1 Is a Buddhist Psychotherapy Possible? An Examination of How Buddhist Principles and Meditation can Benefit Western Psychotherapy
Many psychotherapists today are beginning to realize that the goal of therapy should be to confront and effectively diminish narcissism, a goal that Buddhism has perfected long ago. There are those who believe that the merger of Buddhism and traditional psychotherapy is paradoxical in nature.

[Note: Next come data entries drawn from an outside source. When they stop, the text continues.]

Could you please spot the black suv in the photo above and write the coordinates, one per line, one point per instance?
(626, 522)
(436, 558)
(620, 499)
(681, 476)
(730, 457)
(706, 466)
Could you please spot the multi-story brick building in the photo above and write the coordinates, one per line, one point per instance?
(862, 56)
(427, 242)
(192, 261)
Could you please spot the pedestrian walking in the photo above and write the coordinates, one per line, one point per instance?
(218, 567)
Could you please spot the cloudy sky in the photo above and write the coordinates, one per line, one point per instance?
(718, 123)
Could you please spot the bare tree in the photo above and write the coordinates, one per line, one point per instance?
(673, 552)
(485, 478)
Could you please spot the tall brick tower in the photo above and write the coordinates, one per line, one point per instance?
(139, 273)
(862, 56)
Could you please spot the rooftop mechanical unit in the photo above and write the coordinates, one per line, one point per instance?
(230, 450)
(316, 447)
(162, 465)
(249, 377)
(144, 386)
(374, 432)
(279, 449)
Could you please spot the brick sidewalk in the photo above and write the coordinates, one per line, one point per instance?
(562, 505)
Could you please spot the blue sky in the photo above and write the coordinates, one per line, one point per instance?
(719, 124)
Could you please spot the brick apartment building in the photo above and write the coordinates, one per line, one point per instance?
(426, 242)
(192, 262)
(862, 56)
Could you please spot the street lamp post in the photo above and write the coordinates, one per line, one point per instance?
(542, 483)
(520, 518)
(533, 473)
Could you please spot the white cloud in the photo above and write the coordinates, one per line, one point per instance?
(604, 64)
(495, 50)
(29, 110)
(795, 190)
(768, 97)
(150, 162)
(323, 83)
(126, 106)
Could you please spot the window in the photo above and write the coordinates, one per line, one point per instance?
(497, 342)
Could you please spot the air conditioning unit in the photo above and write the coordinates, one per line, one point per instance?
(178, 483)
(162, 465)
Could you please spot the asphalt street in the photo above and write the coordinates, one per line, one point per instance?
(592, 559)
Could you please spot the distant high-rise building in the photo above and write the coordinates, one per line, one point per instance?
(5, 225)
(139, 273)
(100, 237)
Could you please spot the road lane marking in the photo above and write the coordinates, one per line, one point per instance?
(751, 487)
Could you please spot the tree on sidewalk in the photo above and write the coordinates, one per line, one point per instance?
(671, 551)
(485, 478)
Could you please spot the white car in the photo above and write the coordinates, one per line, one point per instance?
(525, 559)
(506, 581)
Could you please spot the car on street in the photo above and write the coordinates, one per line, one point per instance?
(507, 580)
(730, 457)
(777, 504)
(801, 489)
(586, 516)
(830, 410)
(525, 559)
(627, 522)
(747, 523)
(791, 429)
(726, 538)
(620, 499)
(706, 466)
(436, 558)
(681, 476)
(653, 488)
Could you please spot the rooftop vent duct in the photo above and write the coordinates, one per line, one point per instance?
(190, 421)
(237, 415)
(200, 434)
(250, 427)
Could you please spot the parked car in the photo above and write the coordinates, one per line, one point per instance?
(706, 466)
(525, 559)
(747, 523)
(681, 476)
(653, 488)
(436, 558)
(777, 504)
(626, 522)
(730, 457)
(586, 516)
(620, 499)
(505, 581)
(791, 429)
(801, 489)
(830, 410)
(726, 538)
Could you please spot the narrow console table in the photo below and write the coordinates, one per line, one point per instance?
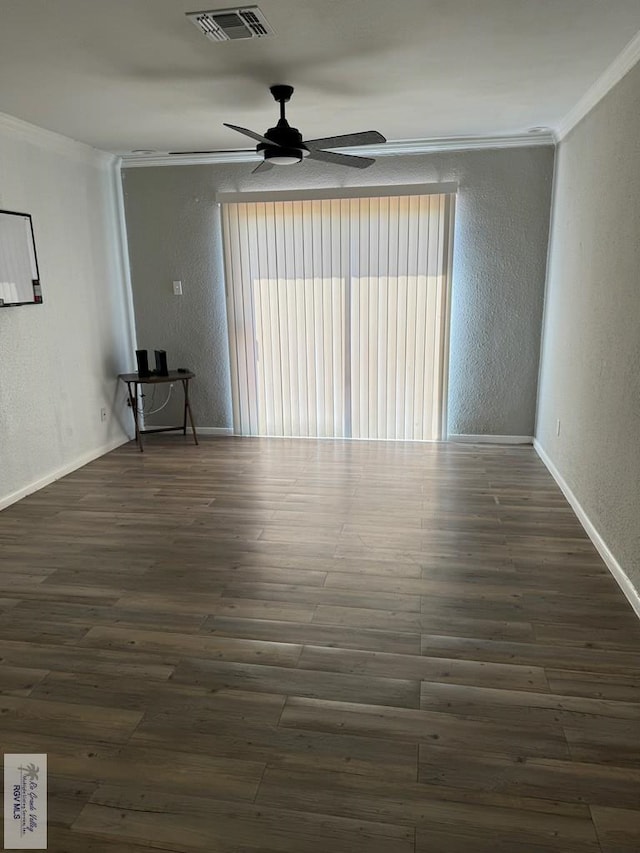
(133, 381)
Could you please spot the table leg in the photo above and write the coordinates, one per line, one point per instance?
(133, 400)
(187, 410)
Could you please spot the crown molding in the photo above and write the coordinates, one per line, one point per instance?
(389, 149)
(621, 65)
(56, 142)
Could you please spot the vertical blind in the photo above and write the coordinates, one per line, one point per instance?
(338, 315)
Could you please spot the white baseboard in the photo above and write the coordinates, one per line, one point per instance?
(491, 439)
(601, 546)
(52, 476)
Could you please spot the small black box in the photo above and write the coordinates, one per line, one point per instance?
(161, 363)
(143, 362)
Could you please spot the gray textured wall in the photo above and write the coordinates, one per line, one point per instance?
(590, 369)
(499, 271)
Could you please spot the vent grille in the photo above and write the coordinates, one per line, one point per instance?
(232, 24)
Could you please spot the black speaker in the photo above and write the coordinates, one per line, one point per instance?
(143, 362)
(161, 363)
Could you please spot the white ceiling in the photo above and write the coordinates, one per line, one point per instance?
(136, 74)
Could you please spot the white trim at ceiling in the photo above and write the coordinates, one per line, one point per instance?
(51, 141)
(621, 65)
(388, 149)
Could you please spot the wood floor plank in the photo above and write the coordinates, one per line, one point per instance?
(217, 675)
(618, 829)
(423, 727)
(423, 668)
(339, 794)
(219, 826)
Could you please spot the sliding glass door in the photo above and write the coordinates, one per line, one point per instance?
(338, 315)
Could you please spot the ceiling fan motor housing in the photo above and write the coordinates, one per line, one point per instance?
(285, 136)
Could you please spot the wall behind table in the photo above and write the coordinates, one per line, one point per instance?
(500, 254)
(59, 360)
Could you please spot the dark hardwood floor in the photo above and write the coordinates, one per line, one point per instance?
(319, 647)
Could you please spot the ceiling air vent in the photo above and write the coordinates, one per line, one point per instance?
(232, 24)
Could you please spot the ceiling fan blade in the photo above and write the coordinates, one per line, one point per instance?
(253, 135)
(341, 159)
(346, 140)
(217, 151)
(265, 166)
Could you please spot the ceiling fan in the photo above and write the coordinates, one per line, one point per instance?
(283, 145)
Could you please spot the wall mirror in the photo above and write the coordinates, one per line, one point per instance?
(19, 276)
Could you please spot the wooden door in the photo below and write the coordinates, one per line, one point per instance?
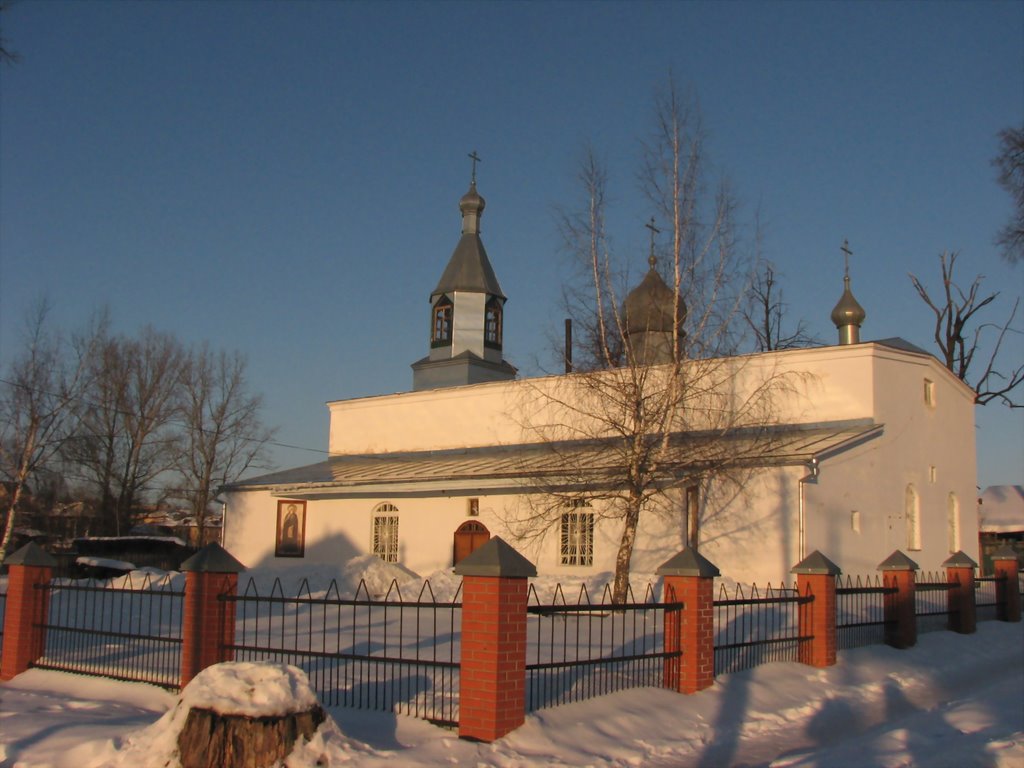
(470, 537)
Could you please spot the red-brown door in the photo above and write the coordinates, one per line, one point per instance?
(470, 536)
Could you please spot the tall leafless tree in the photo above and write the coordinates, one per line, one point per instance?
(623, 434)
(765, 314)
(38, 395)
(223, 433)
(1010, 162)
(127, 435)
(958, 332)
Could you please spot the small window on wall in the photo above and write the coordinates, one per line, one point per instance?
(440, 331)
(493, 324)
(385, 532)
(911, 505)
(578, 535)
(929, 392)
(952, 522)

Others however, believe that the two fields were destined to coalesce and that both fields have much to learn from each other. By comparing the similarities, differences and common ground between traditional psychotherapy and Buddhism, and by examining the physical and mental effects meditation has on the individual, it can be shown that not only is a Buddhist psychotherapy possible, it is imperative. Despite many conflicting perspectives, adopting Buddhism in a therapeutic context would be an invaluable asset for increasing the happiness and well being of people in Western society.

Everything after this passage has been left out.